Bergegas semua prajurit berpakaian lengkap dengan senjata masing-masing dan berlari menuju barisan di lapangan. Pagi ini kami akan melakukan operasi, sweeping besar-besaran. Akibat kematian sobatku kemarin, komandan memutuskan untuk menyisir pemberontak di kawasan Nangada. Benar-benar operasi besar. Hampir seluruh kekuatan pasukan dan persenjataan dilibatkan. Namanya, “Operasi Bela Bala”
Aku sendiri sebenarnya belum lagi dapat mengusir kantukku. Semalam, tidur tak terasa nyenyak.
“…Semua demi bangsa dan negara..” Ucapan Lastri kemarin terngiang-ngiang terus dalam benakku. Entahlah, sepulang dari pemakaman terus saja kata-kata itu memenuhi benak.
Barisan kata ini memang bukanlah pertama kalinya kudengar. Terlahir dalam keluarga besar tentara membuatku tak asing lagi dengannya. Ayah, dua tahun lalu meninggal, adalah anak dari seorang panglima purnawirawan angkatan ’45 dengan puluhan bintang jasa perang. Setiap kali sebelum berangkat tidur malam, selalu menyempatkan berkisah padaku tentang kepahlawanan kakek pada masa lalu dalam mengusir penjajah. Nah, di ujung ceritanya keluarlah kata-kata itu, “Semuanya demi bangsa dan negara.” Kata-kata yang pula menginspirasiku untuk masuk ke dinas ketentaraan selepas sekolah lanjutan. Bulat sudah tekadku kala itu, demi bangsa dan negara.
“Apakah benar, kami di sini demi bangsa dan negara? Apa benar Bayu mati demi bangsa dan negara?” kembali tanyaku dalam batin. Saat itu barisan tentara sudah mulai bergerak menyusuri padang ilalang menuju hutan yang dicurigai sebagai tempat persembunyian pemberontak.
“Lalu, para pemberontak itu mati demi apa?” batinku bertanya lagi. Tak habis pikir aku dibuatnya. Dulu, jaman kakek mungkin lebih enak, lebih jelas soalnya. Musuh kami adalah bangsa asing yang memang berniat menjajah dan membodohi negeri ini.
“Nah, kalau yang sekarang kami hadapi bukankah orang sendiri?” suara hatiku lagi.
“Ayo cepat jalan, jangan ngelamun,” sebuah hentakan kecil di pundak membuyarkan lamunanku. Buru-buru kugegaskan langkahku mengikuti barisan.
“Tiarap! Tiarap!” teriak komandan tiba-tiba.

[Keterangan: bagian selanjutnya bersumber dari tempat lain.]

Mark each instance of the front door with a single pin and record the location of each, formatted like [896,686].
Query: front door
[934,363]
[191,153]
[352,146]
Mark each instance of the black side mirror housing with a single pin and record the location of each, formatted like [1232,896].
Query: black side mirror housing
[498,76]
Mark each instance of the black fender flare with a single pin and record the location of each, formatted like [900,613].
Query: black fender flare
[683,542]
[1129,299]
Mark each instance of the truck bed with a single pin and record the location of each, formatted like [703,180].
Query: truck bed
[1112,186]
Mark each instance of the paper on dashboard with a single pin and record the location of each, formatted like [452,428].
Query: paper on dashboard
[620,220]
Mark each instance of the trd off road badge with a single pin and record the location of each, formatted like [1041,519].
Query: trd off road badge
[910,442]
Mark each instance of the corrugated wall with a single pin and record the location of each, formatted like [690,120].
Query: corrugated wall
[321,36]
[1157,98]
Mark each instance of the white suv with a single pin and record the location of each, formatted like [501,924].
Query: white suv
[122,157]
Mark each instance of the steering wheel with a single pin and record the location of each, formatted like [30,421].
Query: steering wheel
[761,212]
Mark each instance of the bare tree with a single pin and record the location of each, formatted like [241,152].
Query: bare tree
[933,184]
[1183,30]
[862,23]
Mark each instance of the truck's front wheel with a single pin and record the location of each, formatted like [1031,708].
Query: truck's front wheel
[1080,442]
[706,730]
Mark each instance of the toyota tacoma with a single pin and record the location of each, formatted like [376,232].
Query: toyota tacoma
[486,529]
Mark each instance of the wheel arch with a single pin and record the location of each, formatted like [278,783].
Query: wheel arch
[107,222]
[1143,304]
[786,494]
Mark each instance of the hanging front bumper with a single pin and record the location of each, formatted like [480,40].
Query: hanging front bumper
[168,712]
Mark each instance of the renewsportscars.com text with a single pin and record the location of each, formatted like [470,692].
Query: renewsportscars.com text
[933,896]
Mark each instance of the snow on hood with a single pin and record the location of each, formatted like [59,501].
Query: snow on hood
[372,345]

“Musuh ada di sektor timur, di rerimbunan pohon!” katanya lagi.
Mulailah baku tembak terjadi. Semua saling berlarian menyusun posisi. Menyembunyikan diri ala kadarnya di balik semak-semak untuk kemudian berusaha melepaskan tembakan ke arah pemberontak. Semakin seru ditingkah desingan peluru yang tak lagi jelas siapa sebenarnya yang disasar.
“Merdeka! Merdeka!,” teriak lantang dari arah pemberontak. Tak sempat kukenali wajahnya. Selain memang masker yang membungkus mukanya, rerimbunan pohon pun menghalangi.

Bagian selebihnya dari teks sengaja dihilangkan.